Rientriamo in quella categoria di persone che, pur adorando in modo viscerale il concetto di “clubbing” in senso lato, proprio non riesce a capire chi, mosso da una passione evidentemente accecante, ne fa una questione di vita o di morte, scivolando spesso in commenti più vicini al tifo da stadio che da fruitori-alimentatori di un ecosistema che sa essere tanto magico quanto elettrizzante. È una cosa che capita più spesso di quanto immaginiate e il polverone sollevatosi non appena lo Zu::bar ha comunicato la decisione della questura pescarese di chiudere il club per novanta giorni non ha fatto certo eccezione, specie perché il provvedimento arriva a pochissima distanza da una precedente interruzione “preventiva” (che ha portato gli organizzatori a spostare il party con Raresh a Tipografia), durata appena un paio di settimane.
Ma il problema, purtroppo, non sta tanto nella reazione di chi il club vorrebbe viverselo senza questo tipo di vincoli o barriere, piuttosto in quanto viene fuori a margine di una lettura più critica dei fatti, almeno quelli appresi attraverso il comunicato apparso martedì scorso appena prima dell’ora di cena:
Poche righe, nessun vittimismo e una sola parola su cui ruota l’intero pensiero di chi, da cinque anni a questa parte, si è messo al lavoro per fare di Pescara se non uno dei poli internazionali, almeno uno dei centri italiani più validi e interessanti – soprattutto in relazione alle risorse umane e culturali da cui attingere e su cui far leva. Bene, quella parola è “ipocrisia”, ma non nell’ottica cittadina a cui (ovviamente) lo Zu::bar tutto fa riferimento, piuttosto con quella di una società spesso incapace di capire i propri limiti, le proprie pecche e i suoi più terribili difetti e sempre pronta ad addossare a qualcuno/qualcosa la responsabilità dei propri errori e delle proprie mancanze. Punire un locale con tre mesi di chiusura non è di per sé un atto di forza incomprensibile, spesse volte le misure adottate sono perfettamente in linea con le leggi da applicare, e dal nostro punto di vista non è possibile determinare chi abbia ragione in questa circostanza; ma c’è una cosa su cui vorremmo che ci interrogassimo tutti, dal clubber-ultras a quello da tastiera: applicare la legge in modo tanto scrupoloso quando si ha a che fare col mondo della notte, a quali benefici reali può portare se i provvedimenti non sono adeguatamente supportati da politiche di informazione e prevenzione?

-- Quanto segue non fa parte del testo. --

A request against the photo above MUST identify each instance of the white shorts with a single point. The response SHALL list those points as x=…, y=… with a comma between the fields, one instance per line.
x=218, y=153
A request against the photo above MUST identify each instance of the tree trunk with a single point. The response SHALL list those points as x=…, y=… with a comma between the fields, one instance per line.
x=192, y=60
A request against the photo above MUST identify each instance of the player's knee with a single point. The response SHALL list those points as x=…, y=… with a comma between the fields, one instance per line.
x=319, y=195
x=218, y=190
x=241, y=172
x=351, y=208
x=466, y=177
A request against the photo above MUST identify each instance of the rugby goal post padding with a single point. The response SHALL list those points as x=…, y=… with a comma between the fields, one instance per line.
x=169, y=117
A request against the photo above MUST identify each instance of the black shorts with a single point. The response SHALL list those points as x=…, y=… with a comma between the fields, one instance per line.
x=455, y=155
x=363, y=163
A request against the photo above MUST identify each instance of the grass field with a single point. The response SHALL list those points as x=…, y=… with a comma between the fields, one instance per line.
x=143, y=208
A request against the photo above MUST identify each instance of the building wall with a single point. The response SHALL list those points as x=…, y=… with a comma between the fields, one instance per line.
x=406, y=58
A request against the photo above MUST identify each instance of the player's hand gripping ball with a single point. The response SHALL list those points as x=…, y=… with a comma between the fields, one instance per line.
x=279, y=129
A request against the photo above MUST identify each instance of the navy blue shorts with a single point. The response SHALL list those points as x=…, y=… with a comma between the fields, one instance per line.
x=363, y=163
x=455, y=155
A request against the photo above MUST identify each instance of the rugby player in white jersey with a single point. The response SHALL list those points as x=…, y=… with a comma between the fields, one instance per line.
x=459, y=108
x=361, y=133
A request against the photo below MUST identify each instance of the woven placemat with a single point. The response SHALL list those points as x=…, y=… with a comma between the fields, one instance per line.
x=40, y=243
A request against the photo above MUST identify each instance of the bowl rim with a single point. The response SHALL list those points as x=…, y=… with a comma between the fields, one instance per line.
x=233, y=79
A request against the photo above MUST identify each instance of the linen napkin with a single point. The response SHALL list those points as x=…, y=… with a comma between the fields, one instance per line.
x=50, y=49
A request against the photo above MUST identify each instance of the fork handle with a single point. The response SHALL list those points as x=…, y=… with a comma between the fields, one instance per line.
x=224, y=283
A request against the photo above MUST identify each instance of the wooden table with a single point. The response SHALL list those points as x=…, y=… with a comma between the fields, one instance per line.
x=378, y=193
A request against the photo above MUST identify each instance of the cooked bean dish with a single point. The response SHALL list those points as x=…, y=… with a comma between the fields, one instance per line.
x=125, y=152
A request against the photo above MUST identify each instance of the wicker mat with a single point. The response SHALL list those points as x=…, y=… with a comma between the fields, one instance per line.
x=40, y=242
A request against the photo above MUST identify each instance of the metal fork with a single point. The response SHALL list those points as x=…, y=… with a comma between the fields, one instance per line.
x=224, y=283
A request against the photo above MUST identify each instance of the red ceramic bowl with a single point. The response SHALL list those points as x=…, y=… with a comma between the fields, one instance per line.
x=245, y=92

Senza vestire i panni delle vittime sacrificali, dal momento che siamo troppo intelligenti per indossarli, sarebbe bello veder applicati lo stesso rigore e la stessa fermezza anche negli ambiti considerati “meno problematici”, ma non per questo più sicuri.
È presto per sapere cosa sarà dello Zu::bar una volta giunti al novantunesimo giorno, così come passa in secondo piano qualsiasi riorganizzazione del calendario degli ospiti (alcuni, credeteci davvero importanti). Sembrerà un’utopia, ma se c’è una cosa ad oggi ci auguriamo davvero si realizzi, spazzando via qualsiasi presa di posizioni acritica e superficiale da tutte le parti chiamate in causa, è che finalmente si raggiunga il dialogo. Tra chi tutti i weekend alza la serranda e fa dell’entertainment notturno il proprio business, chi quelle mura le vive come cliente e ha il dovere innanzitutto di rispettarle e chi, con tutta probabilità, è chiamato al compito più difficile di tutti: essere giusto a garanzia di chi il club lo vive e di chi proprio quello stesso locale l’ha sempre evitato.
Tutto questo ovunque, non solo a Pescara.